The gods see inside, she said.
Inside what?
Our hearts. Her voice was barely above a whisper.
And what can they find there to distress you? he asked, almost fiercely. She was hurting him with her failure to confide in him.
The bracelet— she began. It is broken, an love, too, mus die—an break!
From that day her melancholy grew rather than diminished. But she had roused her husbands suspicions, and her morbidness irritated rather than appealed to him. He felt that in some way he was being deceived. The day that he found her wardrobe neatly and carefully folded away in her queer little packing-case, as though in preparation for a journey, the full sense of her deceit dawned upon him. Hitherto when she had left him she had taken none of her belongings with her. He perceived it was now her intention to desert him utterly.
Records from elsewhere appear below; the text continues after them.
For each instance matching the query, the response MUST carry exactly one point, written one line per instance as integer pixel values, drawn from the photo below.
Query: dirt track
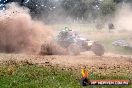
(80, 60)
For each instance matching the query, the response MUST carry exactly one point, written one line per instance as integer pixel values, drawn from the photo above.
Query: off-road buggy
(69, 42)
(75, 44)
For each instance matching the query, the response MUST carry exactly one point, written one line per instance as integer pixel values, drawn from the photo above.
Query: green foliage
(32, 76)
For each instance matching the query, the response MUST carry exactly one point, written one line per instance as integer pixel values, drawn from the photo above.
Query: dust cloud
(123, 18)
(19, 33)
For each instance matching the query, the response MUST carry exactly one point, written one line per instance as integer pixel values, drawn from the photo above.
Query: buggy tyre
(73, 49)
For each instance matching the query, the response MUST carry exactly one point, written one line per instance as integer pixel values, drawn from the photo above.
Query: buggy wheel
(98, 49)
(73, 49)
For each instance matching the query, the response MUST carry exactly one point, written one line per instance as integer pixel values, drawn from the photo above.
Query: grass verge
(33, 76)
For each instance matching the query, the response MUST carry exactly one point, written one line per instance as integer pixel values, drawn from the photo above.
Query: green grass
(33, 76)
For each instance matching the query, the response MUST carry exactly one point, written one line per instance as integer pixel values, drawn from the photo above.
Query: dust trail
(123, 17)
(19, 33)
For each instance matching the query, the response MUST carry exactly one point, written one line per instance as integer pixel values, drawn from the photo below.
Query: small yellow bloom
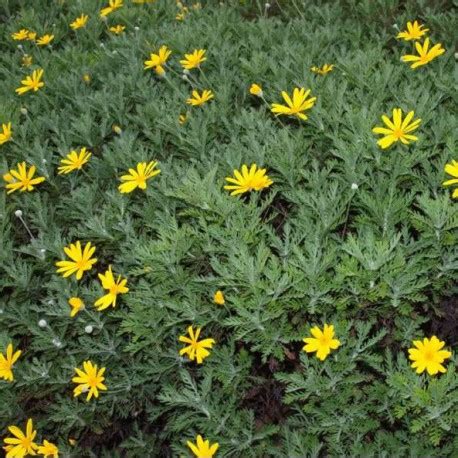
(79, 22)
(322, 342)
(80, 260)
(199, 99)
(414, 31)
(89, 380)
(76, 305)
(22, 179)
(113, 5)
(194, 59)
(425, 55)
(452, 169)
(428, 355)
(256, 90)
(397, 130)
(137, 178)
(114, 287)
(45, 40)
(31, 83)
(48, 450)
(26, 60)
(158, 59)
(326, 68)
(253, 179)
(74, 161)
(117, 29)
(21, 444)
(201, 448)
(296, 106)
(7, 362)
(218, 298)
(196, 349)
(5, 134)
(22, 35)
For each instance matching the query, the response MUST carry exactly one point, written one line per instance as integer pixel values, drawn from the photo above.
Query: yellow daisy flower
(48, 450)
(425, 55)
(114, 287)
(45, 40)
(203, 449)
(296, 105)
(397, 130)
(326, 68)
(452, 169)
(21, 444)
(22, 179)
(253, 179)
(89, 380)
(31, 83)
(79, 22)
(138, 178)
(196, 349)
(194, 59)
(158, 59)
(76, 305)
(74, 161)
(5, 134)
(7, 362)
(199, 99)
(428, 355)
(80, 260)
(322, 342)
(414, 31)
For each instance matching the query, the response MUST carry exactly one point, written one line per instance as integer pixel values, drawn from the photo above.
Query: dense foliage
(347, 234)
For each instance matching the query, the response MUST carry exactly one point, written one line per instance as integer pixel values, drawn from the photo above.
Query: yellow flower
(218, 298)
(22, 179)
(117, 29)
(5, 135)
(137, 178)
(256, 90)
(7, 362)
(326, 68)
(80, 260)
(22, 35)
(158, 59)
(32, 82)
(296, 106)
(74, 161)
(198, 99)
(452, 169)
(425, 55)
(194, 59)
(414, 31)
(113, 5)
(202, 449)
(26, 60)
(21, 444)
(196, 349)
(89, 380)
(76, 305)
(428, 355)
(248, 180)
(79, 22)
(48, 450)
(397, 130)
(45, 40)
(114, 287)
(322, 342)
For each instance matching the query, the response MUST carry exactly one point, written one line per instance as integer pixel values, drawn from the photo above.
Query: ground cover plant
(228, 228)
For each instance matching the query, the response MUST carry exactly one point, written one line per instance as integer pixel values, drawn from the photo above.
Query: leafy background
(379, 262)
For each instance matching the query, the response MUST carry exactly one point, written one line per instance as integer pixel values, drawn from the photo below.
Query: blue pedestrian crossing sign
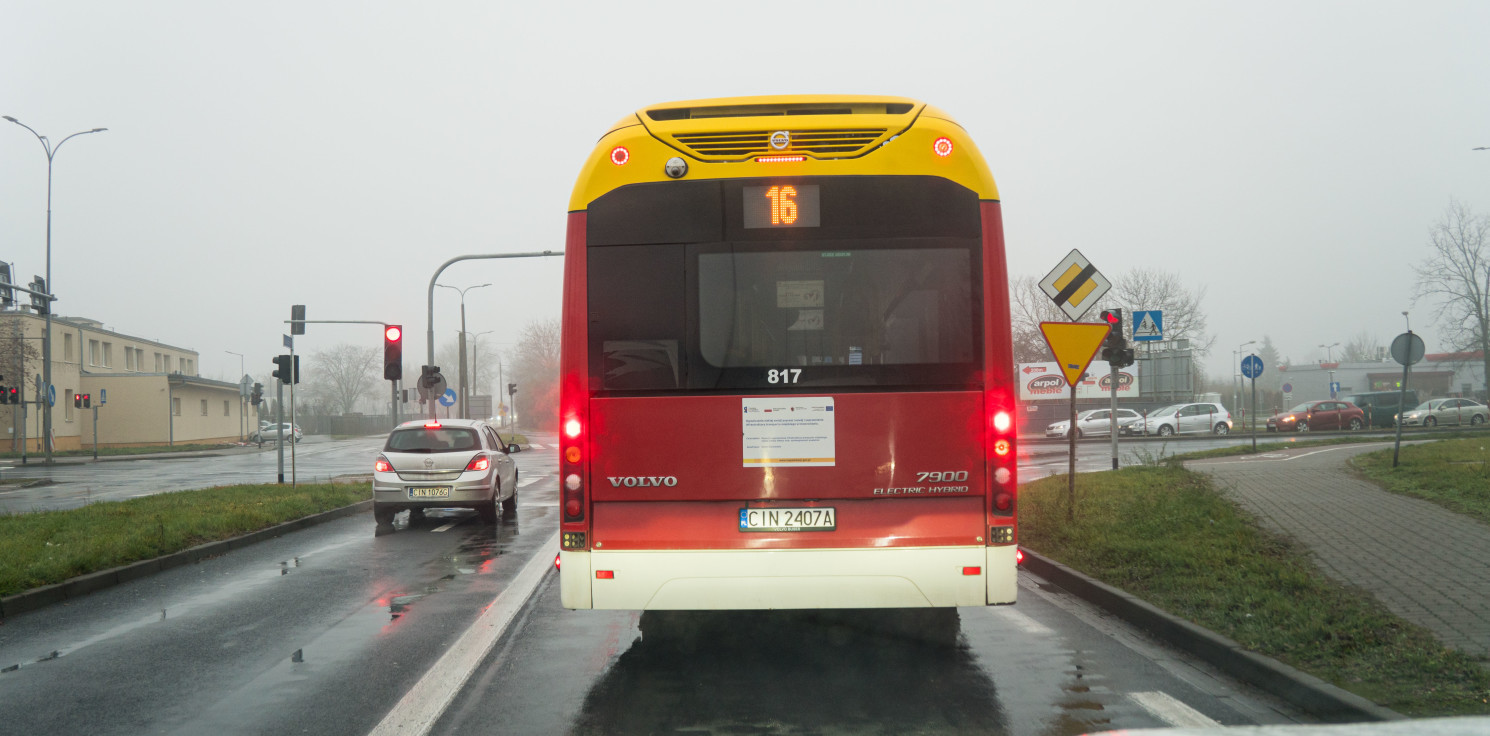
(1252, 367)
(1148, 325)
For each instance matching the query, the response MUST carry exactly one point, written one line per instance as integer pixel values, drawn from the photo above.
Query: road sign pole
(1070, 473)
(1113, 414)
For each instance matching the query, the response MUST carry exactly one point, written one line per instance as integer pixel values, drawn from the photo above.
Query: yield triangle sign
(1073, 344)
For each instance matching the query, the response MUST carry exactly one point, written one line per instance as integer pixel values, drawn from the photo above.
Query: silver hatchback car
(444, 464)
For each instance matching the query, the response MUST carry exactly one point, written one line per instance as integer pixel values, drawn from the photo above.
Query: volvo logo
(642, 481)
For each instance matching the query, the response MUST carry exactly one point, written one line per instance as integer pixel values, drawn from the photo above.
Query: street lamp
(242, 413)
(1235, 374)
(464, 405)
(46, 337)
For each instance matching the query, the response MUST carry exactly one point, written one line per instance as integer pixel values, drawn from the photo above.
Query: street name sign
(1148, 325)
(1075, 285)
(1073, 346)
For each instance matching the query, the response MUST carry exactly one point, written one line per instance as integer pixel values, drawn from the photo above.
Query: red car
(1319, 416)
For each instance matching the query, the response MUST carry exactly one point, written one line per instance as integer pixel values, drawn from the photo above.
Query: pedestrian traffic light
(394, 352)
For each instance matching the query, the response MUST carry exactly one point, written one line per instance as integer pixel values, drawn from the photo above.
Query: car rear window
(432, 440)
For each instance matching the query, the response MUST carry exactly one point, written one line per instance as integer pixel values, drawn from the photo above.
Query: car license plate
(820, 519)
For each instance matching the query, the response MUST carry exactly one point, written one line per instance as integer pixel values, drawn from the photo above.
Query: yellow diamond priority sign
(1073, 344)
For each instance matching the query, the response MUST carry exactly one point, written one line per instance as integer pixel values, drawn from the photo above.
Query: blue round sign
(1252, 367)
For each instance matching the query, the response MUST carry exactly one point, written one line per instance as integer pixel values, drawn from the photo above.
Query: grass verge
(1165, 535)
(1453, 474)
(46, 547)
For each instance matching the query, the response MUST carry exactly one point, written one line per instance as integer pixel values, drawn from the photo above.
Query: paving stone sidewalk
(1423, 562)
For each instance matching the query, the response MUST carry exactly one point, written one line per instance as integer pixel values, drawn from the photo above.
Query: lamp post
(464, 405)
(242, 414)
(46, 337)
(1235, 376)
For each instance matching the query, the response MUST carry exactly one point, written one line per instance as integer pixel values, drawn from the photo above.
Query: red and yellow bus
(785, 374)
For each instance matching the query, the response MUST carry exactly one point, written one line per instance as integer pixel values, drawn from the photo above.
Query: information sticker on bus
(821, 519)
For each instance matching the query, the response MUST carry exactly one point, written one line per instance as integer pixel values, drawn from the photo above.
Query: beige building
(146, 392)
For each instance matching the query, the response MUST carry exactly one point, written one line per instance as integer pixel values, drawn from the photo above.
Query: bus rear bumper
(701, 580)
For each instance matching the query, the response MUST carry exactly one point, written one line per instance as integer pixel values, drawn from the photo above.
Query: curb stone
(1313, 695)
(82, 584)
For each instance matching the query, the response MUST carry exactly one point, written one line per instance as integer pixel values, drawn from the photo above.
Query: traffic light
(394, 352)
(286, 368)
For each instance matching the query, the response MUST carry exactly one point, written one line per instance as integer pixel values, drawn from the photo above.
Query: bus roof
(829, 136)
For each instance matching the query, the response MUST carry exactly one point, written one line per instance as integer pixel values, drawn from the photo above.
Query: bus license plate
(820, 519)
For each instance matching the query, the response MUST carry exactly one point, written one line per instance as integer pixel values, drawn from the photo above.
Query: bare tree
(535, 370)
(1362, 347)
(341, 376)
(1456, 277)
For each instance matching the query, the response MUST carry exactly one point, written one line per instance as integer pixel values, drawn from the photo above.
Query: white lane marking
(417, 711)
(1168, 709)
(1019, 620)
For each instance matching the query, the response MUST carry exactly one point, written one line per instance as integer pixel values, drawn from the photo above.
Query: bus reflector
(1003, 420)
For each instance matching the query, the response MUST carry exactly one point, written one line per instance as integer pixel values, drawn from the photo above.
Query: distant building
(154, 394)
(1438, 374)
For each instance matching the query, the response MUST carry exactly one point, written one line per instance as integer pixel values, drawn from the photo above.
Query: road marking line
(1019, 620)
(417, 711)
(1168, 709)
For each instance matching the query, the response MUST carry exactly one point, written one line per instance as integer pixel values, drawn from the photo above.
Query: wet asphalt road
(325, 629)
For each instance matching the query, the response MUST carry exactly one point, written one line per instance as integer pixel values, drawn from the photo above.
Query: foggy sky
(1285, 157)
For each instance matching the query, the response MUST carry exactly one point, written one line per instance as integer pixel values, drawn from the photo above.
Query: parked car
(444, 464)
(1188, 419)
(1095, 422)
(1381, 407)
(1319, 416)
(1447, 411)
(270, 432)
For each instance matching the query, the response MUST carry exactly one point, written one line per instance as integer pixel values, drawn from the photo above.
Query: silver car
(444, 464)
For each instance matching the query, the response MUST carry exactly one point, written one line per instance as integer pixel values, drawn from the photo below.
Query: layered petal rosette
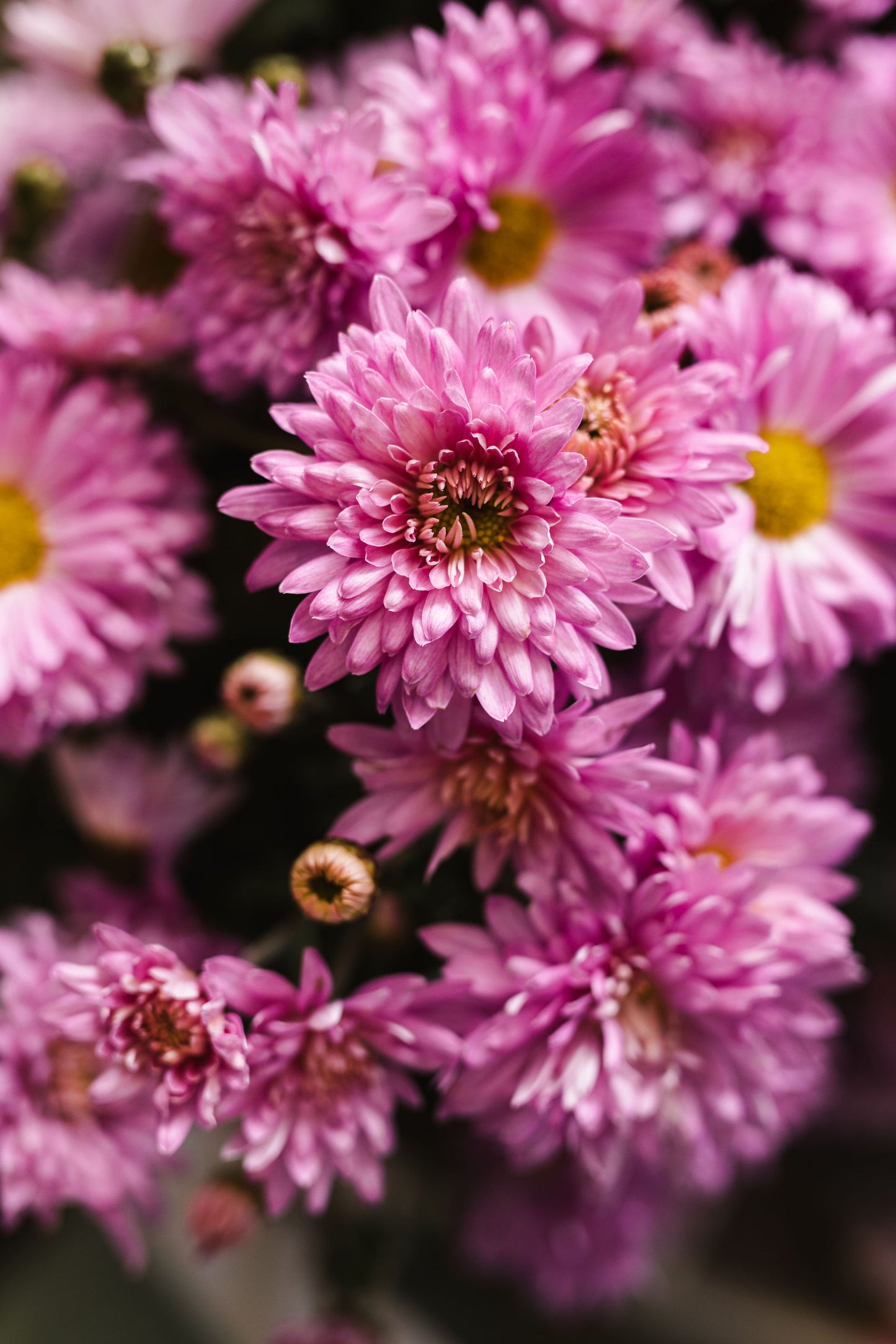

He had served her purpose, apparently, and she was through with him.
His wrath burst its bounds. He had not known the capabilities of his angry passion. He tore the silken garments from the box with the fierce madness of one demented, then he pushed her into the room, and showed her where they lay scattered.
The meaning of this? he demanded, white to the lips with the intensity of his passion.
She remained mute. She did not even trouble to mock or laugh at him, nor would she weep. She seemed dazed and bewildered, and he, infuriated against her, said things which rankled in his conscience for years afterwards.
Does a promise mean nothing to you—a promise—an oath itself? Were you, parrot-like, merely echoing my words when you swore to stay by me until— his voice broke—death?